Steel Products

Traders Help Industry Navigate Through Turbulent Times

Written by Laura Miller

Although traders can sometimes get a bad rap, they play an important role in the steel industry and aren’t going anywhere anytime soon, according to a trade panel speaking at the 2022 SMU Steel Summit conference in Atlanta.

As Jerry Richardson, president of CSN LLN, pointed out, traders play many roles. From complying with trade remedy laws to dealing in foreign languages, understanding metric specifications and export packaging, dealing with procurement and sales, currency and banking, and more, trading is a complicated business, and traders can help companies that want to move steel to navigate through it all.

It’s a “crazy, risky business,” said Murat Askin, founder, and CEO of StaalX, with geopolitical, economic, and legislative woes to constantly deal with. In 2021, steel became very scarce and there were a lot of shortages, so traders had to be creative in rushing imports in and traversing through the landmines.

Responsible traders help to provide some order into the market, acting ethically and responsibly so as not to disturb a market, noted Jose Gasca, managing director of Metrading International. Additionally, traders must always act with an environmentally- and socially-responsible mindset, he said.

Lewis Leibowitz, trade attorney and regular contributor to the SMU newsletter, provided an important SWOT analysis showing the main areas of strength, weakness, opportunities, and threats for traders. “Traders are a vital cog in the economic machine of the world,” he noted.

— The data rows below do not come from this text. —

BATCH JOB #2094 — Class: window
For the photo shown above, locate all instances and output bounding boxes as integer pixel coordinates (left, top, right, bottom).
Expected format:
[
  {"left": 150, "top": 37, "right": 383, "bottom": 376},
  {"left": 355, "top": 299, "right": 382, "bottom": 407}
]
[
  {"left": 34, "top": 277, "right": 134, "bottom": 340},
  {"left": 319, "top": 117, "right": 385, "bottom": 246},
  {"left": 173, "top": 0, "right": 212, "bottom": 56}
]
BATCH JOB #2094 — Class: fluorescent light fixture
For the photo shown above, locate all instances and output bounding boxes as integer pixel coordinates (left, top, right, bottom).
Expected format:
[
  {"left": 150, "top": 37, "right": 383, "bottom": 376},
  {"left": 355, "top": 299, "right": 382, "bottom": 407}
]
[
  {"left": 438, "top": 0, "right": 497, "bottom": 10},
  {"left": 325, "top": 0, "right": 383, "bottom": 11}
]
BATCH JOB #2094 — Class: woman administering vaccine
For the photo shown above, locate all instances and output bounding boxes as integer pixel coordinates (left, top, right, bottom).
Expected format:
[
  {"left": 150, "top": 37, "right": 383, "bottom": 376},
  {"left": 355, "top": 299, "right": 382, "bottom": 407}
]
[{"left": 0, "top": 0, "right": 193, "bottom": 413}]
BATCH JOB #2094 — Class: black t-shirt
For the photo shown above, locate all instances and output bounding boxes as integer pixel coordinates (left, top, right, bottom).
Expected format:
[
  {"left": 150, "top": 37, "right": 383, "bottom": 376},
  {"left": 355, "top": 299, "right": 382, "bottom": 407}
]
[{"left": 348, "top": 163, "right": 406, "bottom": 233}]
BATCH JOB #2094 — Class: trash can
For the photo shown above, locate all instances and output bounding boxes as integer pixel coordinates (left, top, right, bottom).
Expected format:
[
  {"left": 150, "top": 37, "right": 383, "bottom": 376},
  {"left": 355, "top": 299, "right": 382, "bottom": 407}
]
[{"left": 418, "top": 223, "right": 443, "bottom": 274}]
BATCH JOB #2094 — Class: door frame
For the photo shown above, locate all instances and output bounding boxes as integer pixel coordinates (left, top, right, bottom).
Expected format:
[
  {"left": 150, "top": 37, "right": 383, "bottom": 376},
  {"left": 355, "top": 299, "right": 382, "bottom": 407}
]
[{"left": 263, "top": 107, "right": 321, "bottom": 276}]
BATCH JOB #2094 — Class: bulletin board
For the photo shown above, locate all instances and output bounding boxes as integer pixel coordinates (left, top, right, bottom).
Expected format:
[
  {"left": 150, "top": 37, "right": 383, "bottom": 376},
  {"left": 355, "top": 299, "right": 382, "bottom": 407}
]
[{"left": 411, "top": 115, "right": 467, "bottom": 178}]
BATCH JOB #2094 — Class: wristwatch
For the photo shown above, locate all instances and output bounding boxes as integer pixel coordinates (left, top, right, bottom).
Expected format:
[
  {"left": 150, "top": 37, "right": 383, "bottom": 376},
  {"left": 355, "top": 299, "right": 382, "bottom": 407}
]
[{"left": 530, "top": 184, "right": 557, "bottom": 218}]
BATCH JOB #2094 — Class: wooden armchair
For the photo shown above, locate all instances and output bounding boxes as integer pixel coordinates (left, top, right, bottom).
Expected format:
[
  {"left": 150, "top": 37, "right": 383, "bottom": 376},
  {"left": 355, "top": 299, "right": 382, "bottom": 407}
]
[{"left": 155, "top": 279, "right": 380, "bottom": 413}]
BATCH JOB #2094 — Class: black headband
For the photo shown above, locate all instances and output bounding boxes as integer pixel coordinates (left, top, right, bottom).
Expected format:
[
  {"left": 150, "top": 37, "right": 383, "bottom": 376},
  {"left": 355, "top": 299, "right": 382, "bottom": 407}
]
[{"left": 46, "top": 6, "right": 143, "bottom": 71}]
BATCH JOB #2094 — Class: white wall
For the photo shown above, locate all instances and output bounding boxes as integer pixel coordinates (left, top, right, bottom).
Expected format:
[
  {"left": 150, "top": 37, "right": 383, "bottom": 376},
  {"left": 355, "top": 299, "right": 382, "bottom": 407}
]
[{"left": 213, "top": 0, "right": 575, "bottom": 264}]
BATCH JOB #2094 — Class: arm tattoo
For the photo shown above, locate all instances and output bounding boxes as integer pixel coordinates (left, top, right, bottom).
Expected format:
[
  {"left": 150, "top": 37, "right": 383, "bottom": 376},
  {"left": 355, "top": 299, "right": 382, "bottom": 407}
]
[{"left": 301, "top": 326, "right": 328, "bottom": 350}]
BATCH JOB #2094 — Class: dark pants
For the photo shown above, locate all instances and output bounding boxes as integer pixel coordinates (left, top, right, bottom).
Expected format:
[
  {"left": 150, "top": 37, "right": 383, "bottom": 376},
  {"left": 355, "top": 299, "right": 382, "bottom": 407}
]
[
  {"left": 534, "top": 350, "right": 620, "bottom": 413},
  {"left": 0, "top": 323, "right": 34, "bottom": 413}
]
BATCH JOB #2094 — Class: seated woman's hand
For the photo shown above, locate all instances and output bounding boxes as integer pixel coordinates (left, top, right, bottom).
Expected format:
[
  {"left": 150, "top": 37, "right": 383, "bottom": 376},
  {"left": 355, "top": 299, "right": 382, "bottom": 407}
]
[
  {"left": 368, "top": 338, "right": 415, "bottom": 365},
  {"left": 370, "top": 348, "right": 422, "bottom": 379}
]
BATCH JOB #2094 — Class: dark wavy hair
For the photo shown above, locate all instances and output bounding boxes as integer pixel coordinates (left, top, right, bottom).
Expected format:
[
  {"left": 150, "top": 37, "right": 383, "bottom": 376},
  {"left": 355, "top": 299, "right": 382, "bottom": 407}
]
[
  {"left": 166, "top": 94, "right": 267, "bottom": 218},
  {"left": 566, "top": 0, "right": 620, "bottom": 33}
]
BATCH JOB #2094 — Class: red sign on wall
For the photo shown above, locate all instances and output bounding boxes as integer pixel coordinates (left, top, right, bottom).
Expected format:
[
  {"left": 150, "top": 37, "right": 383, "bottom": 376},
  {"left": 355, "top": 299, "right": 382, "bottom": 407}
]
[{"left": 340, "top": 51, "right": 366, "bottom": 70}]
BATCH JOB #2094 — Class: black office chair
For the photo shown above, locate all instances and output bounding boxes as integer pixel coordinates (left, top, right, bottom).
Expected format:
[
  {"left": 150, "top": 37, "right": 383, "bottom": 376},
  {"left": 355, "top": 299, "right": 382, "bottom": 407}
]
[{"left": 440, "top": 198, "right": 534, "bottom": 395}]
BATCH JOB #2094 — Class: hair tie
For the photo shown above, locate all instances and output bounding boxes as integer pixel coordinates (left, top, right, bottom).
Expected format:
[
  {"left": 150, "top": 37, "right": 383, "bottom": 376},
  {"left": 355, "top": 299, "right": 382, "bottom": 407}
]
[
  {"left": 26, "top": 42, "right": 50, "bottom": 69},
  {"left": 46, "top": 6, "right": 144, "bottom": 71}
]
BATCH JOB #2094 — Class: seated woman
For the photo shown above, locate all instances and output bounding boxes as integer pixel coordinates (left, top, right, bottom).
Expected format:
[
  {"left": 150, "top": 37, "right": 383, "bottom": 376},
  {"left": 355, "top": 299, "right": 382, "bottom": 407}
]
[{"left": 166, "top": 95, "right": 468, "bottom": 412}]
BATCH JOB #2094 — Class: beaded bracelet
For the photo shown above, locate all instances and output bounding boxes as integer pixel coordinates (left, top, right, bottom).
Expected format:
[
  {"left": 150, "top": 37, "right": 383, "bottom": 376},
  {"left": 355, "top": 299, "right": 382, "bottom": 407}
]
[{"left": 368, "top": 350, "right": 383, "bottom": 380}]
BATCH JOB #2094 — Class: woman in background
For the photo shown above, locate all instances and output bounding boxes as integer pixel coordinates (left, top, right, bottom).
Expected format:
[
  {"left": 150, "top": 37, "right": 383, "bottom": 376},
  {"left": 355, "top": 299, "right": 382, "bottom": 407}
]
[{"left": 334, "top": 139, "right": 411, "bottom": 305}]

With the Section 232 tariffs mostly still in place in the US, and some countries having already switched to a tariff rate quota (TRQ) system, most of the panelists agreed they will remain in place for some time. Leibowitz said it is unlikely they will be abolished within 3-5 years, but he does see them being changed to adapt to current political realities. Gasca lamented issues his company has faced with TRQs and is of the opinion that they must be changed.

The panel agreed that port congestion, logistical issues, and warehousing shortages have been major issues for their business, but most foresee the problems easing through the remainder of the year and into 2023. As Gasca pointed out, “logistics are limiting the ability for someone to bring a product in on a competitive basis.”